Finding a cancer clinical trial for a loved one in 9 steps

Caregivers of people with cancer should consider enrolling their loved one in a cancer clinical trial for two reasons. First, it is an opportunity to be among the first in line to receive a new treatment. And second, it is a way to help develop future alternatives that might prevent and, who knows, even cure cancer – and since a risk factor for cancer is family history, this is something that close relatives should definitely be interested in. There are no guarantees, but most currently used methods to prevent, detect, and treat cancer did start as clinical trials. There are trials available for all stages of cancer, though some only accept people who have not been treated yet.

1.       Understanding what a clinical trial is. A clinical trial is the culmination of a long research process that starts in the laboratory and ends with human testing. Trials entail both potential benefits and risks.

Risks and benefits of cancer clinical trials


·         The new treatment may be not as, or less effective than standard therapies.

·         Unexpected side effects.

·         Additional doctor’s visits.

·         Extra expenses.

·         More tests.

·         The new treatment may benefit other patients but not your loved one.

·         Healthcare insurance may not cover all the costs.


·         Access to a new treatment not available to people outside the trial.

·         Close monitoring by a research team.

·         Being among the first to benefit from a more effective treatment.

·         Helping scientists learn more about cancer as well as helping other people with cancer.


2.       Talking with your loved one’s doctor. Doctor, caregiver, and care receiver should discuss the above-mentioned possible risks and benefits. The physician can answer questions, and offer additional information.


3.       Establishing eligibility. Even if your relative decides that the potential benefits outweigh the potential risks, there would still be the matter of whether he or she is eligible for a given clinical trial. The National Cancer Institute (NCI) has a checklist to help you determine which trials your loved one may be eligible for. Common eligibility criteria include having a certain type or stage of cancer, having received a certain type of treatment, not having received a certain type of treatment, belonging to a certain age group, medical history, and current health status.
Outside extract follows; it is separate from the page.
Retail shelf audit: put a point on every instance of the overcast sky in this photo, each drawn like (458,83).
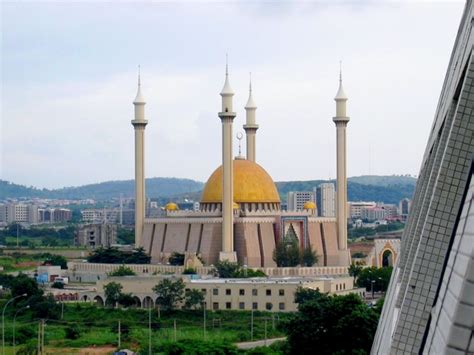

4.       Finding a clinical trial. There are several online resources to help you search for cancer clinical trials, such as:

·         NCI supported clinical trials.U.S.

·         National Library of Medicine.

·         Research organizations that conduct clinical trials.

·         Drug and biotechnology companies.

·         Clinical trial listing services:






·         Cancer advocacy groups.

·         World Health Organization International Clinical Trials Registry Platform.


5.       Identifying potential clinical trials. In order to determine whether a cancer clinical trial might suit your loved one, you need to become acquainted with its protocol. The protocol is developed by the lead researcher and outlines what will happen during the trial. It can also help establish if patient and trial are a good match. The trial protocol may include this information:

·         Objective.

·         Eligibility criteria (including how many patients are needed).

·         Location.

·         Length.

·         Which drugs will be given (including method of administration, dose, frequency).

·         Tests to be performed and how often.

·         Which data will be collected.


6.       Contacting the clinical trial team. There are three methods to get in touch with the trial team:

·         Directly through the phone number included in the trial summary.

·         Having the patient’s doctor contact the trial team.

·         Leaving your loved one’s contact info in the web site of a clinical trial listing service and waiting to be contacted.


7.       Asking questions. There are several questions to ask a trial coordinator about a specific trial, some of which are listed below:

·         Is the trial still open?

·         Is your loved one eligible for this trial?

·         Why do researchers think this new treatment might be more effective than the ones currently in use?

·         What are the potential risks and benefits associated with this trial?

·         Who will be in charge the care and safety of the patient?

·         Are there copies of the trial's protocol document available?

·         Is a copy of the informed consent document available (informed consent is a process through which the details about the trial are explained before deciding whether to participate)?

·         Is there a chance that the patient will receive a placebo?

·         Is the trial randomized (the patients are assigned to groups at random)?

·         What is the dose and schedule of the treatments given in each phase of the trial?

·         What costs will we or our health insurance plan have to pay?

·         If there is travel involved, who will pay for travel and lodging?

·         Will participation in this trial require more time than standard care?

·         Will participation require a hospital stay?

·         How will participating in this trial affect the patient’s daily living?

·         How long will the trial last?

·         What kinds of tests and treatments are involved?

·         How will the doctor know if the treatment is working?

·         How will the trial’s results be communicated?

·         How long does the patient have to decide whether to join this trial?

·         Is there someone to speak to about questions during and after the trial?

·         Is there someone to talk to who has been in the trial?

·         How will the patient’s health information be kept private?

·         What happens if the patient decides to abandon the trial?


8.       Talking with your loved one’s doctor (again). After going through each step, you and your relative should check back with the doctor to tie any loose ends, dot the I’s, cross the T’s, and so on and so forth. The doctor can give you a final professional opinion on whether a trial might do the care receiver good.


9.       Making an appointment. If it’s all set that your relative with cancer is ready, willing, and able to participate in a cancer clinical trial, schedule an appointment with the trial team.